Добавить в цитаты Настройки чтения

Страница 8 из 11

Пять двигателей выбрасывали небольшие язычки пламени, сзади на довольно длинных тросах летело два двухвостых пузатых планера Go-242. Сообщил об увиденном, мне сказали, что это Хейнкель-111Z "Цвиллинг".

— Бей в средний двигатель! Там бензобаки рядом!

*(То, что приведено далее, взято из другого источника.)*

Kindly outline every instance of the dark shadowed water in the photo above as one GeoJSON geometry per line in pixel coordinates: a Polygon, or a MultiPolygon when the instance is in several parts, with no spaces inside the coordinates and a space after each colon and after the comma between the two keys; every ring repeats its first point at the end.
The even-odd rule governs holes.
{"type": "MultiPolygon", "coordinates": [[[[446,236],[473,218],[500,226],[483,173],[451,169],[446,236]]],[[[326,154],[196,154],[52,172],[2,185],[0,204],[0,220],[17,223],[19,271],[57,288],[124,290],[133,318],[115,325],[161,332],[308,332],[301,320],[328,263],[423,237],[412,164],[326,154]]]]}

Очень слепит пушка! И носовые "браунинги". Атака получается очень короткой, потом довольно долго приходишь в себя и промаргиваешься. Очень тяжело вслепую управлять. Решил сверху больше не атаковать. Сообщил об этом "Косе", приказал передать всем. По спине течет струйка пота. Я увидел землю очень поздно, чуть не врезался. Люда дала курсовой на "Близнеца", но я его и так вижу, он горит, а планеров уже нет! Отцепились. Одного обнаружил прямо по курсу и снизу обстрелял его. Горит! Опять промаргиваюсь, пошел на "близнеца". Снизу у Хейнкеля-111-го пулемет. Значит у этого – два. Решил близко не подходить, стрелять одиночными из пушки. Навелся на пламя, чуть влево. Одновременно закрывая глаза, выстрел! Вот бы трассер! Нет! Но на борту "хейнкеля" сильный взрыв! Попал осколочно-фугасным. Еще выстрел! Мимо! Навожусь, скорость небольшая, угловой скорости совсем нет, даю очередь из всего бортового. Ни хрена не видно. Перед глазами круги удлиненной формы. Левый глаз замечает падение горящего объекта и взрыв на земле. Все, хватит экспериментов, иду домой. Но по дороге дают курсовой на еще одну цель. Такая же каракатица. На этот раз бью из крыльевых по одному, а потом – по второму планеру. Оба загораются: бензин. Опустил нос, чуть снизился, поймал в прицел "Цвиллинг", тот пытается скользить, огрызается огнем. Включил фары, и дал несколько очередей. Горит! Выключил все, сделал поярче свет в кабине. Наконец-то вижу приборы. Уменьшаю яркость, постепенно восстановилось ночное зрение. Запрашиваю Людмилу, что с "Хейнкелем"?

— С экранов исчез! Курс домой 35 градусов! Давай, Пашенька.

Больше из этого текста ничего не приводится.